地域活性化を考えるとき、三島を参考にするべき理由
社会科が好きで、当地の人生を想像する旅をしている僕にとって三島市は、全国の町をながめるための基準値になるといえる。律令制から武家政治、明治の近代化から、モータリゼーション、そして平成的な開発。そういった時代の経過でどう町が変化していくのか。ここまでとらえやすい町はないと思う。
水と土地。気候。エリア間の人の動き。そういった地理的な見方がわかりやすい。上記の歴史的な見方がわかりやすい。そんな条件からできあがる、食や暮らしの文化面などもとらえやすい。
たとえば水と食は関係しているし、歴史と食も関係している。また歴史は、上品な気質だったり、ワイルドな気質だったりに関係しているようだ。地理的条件から、産業、仕事の傾向もかわる。仕事による気質のちがいなどもあるようだ。
よけいなことをいうと、観光地は「生活」の要衝な土地ではないといえる。三島は観光もあるが、大観光地ではなく、全てがパッケージされた、あまり多くないタイプの町だと思う。
つまり三島市は、ものすごくバランスが良い町だ。だから各地の地域活性を考えるときに、基準値にできる。
小型の地方都市に行くと、事情や苦労は様々なようだ。しかし共通して見えてくるのは基本的なことだ。土台にあるのは町の生活の場としての器。医療や学校、交通。それと仕事と日常の動線など。それらが安定したまち、安心できる暮らし作りで、手放してはいけないことだと感じる。
ただ、それら全てを一つの自治体だけで揃えなくてもよい場合もあるようだ。例えば、ランチやカフェは、車に乗ってハブになる街に出かければ済むようなところも多い。
そうやって、大枠から考えることと、そこを歩いていて思い浮かぶことと、両面から考えていくと、その土地に互換した将来性の高い取り組みが考えられると思う。

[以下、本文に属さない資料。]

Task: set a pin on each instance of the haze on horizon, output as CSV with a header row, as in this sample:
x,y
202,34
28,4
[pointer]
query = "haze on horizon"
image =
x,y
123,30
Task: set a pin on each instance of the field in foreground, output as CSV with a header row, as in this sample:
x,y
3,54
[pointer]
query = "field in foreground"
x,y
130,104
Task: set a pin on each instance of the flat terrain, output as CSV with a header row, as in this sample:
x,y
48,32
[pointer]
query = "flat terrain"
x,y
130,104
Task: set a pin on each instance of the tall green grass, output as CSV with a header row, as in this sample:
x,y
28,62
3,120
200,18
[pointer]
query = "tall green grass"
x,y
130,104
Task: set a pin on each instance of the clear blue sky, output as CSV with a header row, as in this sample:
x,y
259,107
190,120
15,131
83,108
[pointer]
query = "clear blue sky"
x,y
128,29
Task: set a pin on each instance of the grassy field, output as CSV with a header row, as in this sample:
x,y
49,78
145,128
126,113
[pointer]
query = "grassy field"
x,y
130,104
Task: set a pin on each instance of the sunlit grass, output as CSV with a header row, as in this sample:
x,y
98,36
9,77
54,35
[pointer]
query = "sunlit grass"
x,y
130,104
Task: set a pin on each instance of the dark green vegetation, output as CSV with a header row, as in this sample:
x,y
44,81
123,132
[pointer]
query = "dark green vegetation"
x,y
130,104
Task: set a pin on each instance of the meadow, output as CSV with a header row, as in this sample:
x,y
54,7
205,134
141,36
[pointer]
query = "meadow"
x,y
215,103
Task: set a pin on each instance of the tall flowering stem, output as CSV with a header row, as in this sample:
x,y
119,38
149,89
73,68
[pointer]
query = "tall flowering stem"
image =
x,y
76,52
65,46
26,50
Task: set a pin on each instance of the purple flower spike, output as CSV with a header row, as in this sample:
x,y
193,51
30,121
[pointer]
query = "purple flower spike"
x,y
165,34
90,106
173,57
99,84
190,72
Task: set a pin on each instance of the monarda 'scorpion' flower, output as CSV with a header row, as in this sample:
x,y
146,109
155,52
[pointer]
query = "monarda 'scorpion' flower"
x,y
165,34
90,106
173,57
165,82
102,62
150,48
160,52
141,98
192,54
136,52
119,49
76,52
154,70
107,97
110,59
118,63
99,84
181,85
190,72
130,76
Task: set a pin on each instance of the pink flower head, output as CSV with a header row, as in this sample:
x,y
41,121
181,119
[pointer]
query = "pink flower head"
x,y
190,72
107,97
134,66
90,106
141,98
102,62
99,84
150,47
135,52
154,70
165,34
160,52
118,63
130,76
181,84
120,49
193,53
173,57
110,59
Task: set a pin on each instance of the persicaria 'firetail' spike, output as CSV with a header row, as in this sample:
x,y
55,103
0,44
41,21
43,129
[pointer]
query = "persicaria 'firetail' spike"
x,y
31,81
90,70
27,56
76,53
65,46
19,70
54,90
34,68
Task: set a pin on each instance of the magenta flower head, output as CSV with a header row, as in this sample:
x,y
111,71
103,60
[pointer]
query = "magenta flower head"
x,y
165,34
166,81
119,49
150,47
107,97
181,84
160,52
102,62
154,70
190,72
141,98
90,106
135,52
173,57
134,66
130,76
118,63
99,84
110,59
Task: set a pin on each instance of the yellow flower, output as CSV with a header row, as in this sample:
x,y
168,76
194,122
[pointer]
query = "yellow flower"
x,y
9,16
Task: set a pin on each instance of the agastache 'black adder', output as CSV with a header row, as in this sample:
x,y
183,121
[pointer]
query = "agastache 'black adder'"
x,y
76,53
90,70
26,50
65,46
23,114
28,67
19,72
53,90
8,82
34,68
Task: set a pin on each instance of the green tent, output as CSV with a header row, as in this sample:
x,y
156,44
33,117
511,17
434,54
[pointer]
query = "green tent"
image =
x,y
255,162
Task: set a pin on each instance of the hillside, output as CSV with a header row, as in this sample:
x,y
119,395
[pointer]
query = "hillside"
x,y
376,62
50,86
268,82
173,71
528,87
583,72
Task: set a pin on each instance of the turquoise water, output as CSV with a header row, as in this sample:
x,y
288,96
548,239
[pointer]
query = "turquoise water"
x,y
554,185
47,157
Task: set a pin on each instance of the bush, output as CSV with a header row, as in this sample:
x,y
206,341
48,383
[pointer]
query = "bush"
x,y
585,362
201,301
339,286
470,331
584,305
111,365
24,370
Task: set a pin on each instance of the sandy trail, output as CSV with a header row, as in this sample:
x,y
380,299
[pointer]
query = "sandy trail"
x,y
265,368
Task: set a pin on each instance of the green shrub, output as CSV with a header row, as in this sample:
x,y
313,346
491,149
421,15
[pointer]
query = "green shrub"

三島市の中心地は歩いて回れるサイズだ。また周辺地域のハブにもなっていると思う。その点で、大枠で眺められると同時に、小型の町的な取り組みも眺められる。そしてそれでうまく成り立っている自治体だと思う。
もし僕が三島市で生まれ育ったとしたら、JR駅前周辺が気になるだろう。しかし、ホームページにある概要を読んだ限り、開発の基本方針に納得できる。というのは医療を考えていたからだ。
もちろん不利益をこうむる人たちがいるのだろうから、よそ者の僕は余計なことをいいたくない。これは賛成意見ではなく、僕の頭の中の考えだ。
また、水の影響か落ち着いた生活からか理由はよくわからないが、町の食堂の、ごはんのレベルがエラい高かった。「ライス」のレベルが高い。これは地味にデカいことだと思う。
歴史的なものや、寺社、墓地などがきれいにされているのも地味に効くと思う。特に墓は町の歴史的な格付けなど関係なく、民家と同じようにどこにでもあるはずだ。世代分裂など関係ない存在なので、墓の手入れをあたりまえでやるようだと、域内の空気の停滞はしにくいのではと考えている。
三島市は、社会科的な感覚を身につけるのにいいと思う。僕は三島を歩いて観察して、社会科的な思考がだいぶ整えられた。